Love that you brought this subject up! I'm a hobby scientist (about half of my books are on physics and astronomy), and at the beginning of my walk, I had lots of devout Christians telling me not to study these topics because they would slowly disassemble my faith and eventually make me believe that I was smarter than God. I ignored them ('cause that's how I roll) and literally EVERY time I've studied science in the last 10 years (which is a LOT of times), my faith has stretched inside of me and grown bigger and bigger. So many people look at the mysteries of the universe and feel alone. So many people look at the conundrum of space and feel afraid of the unknown. But when I think about it, God is so real to me. More real than when I write in my "devotional journal" or drink "lattes" in the church coffee shop or any of the other trendy things that are supposed to make Christian ultra-spiritual in American Evangelical sub-culture. My very favorite books in the world are C.S. Lewis' Space Trilogy. I'm guessing you've read them. But even if you have, do it again with your new found revelation in the back of your mind.

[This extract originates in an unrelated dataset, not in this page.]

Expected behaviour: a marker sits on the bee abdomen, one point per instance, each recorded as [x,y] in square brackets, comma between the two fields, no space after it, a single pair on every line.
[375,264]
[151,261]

Those books get me more emotional over God than 100 worship songs rhyming "king" and "sing" and "heart" and "a part" and "praise" and "days" put together! ;)

rachelspiegel said...

I would also recommend the C.S. Lewis space trilogy, they're great. I also agree with Kelly, the more I learn, the more it makes sense that there IS a creator.

Anonymous said...

What if we were to discover that all of the thousands / millions / billions of other God-created, alien populated planets in the universe had operated as God had originally intended. All worked great... but one - the one called "Earth"... it was the only fail. But He didn't just get rid of it (i.e. just vaporize it). He mounted a one-off rescue for this one pathetic instance, the 3rd planet from a second-rate star on the edge of one arm of a one-in-a-billion galaxies. How might this make the inhabitants of this Earth-fail feel? Pretty small. God's love? Pretty big.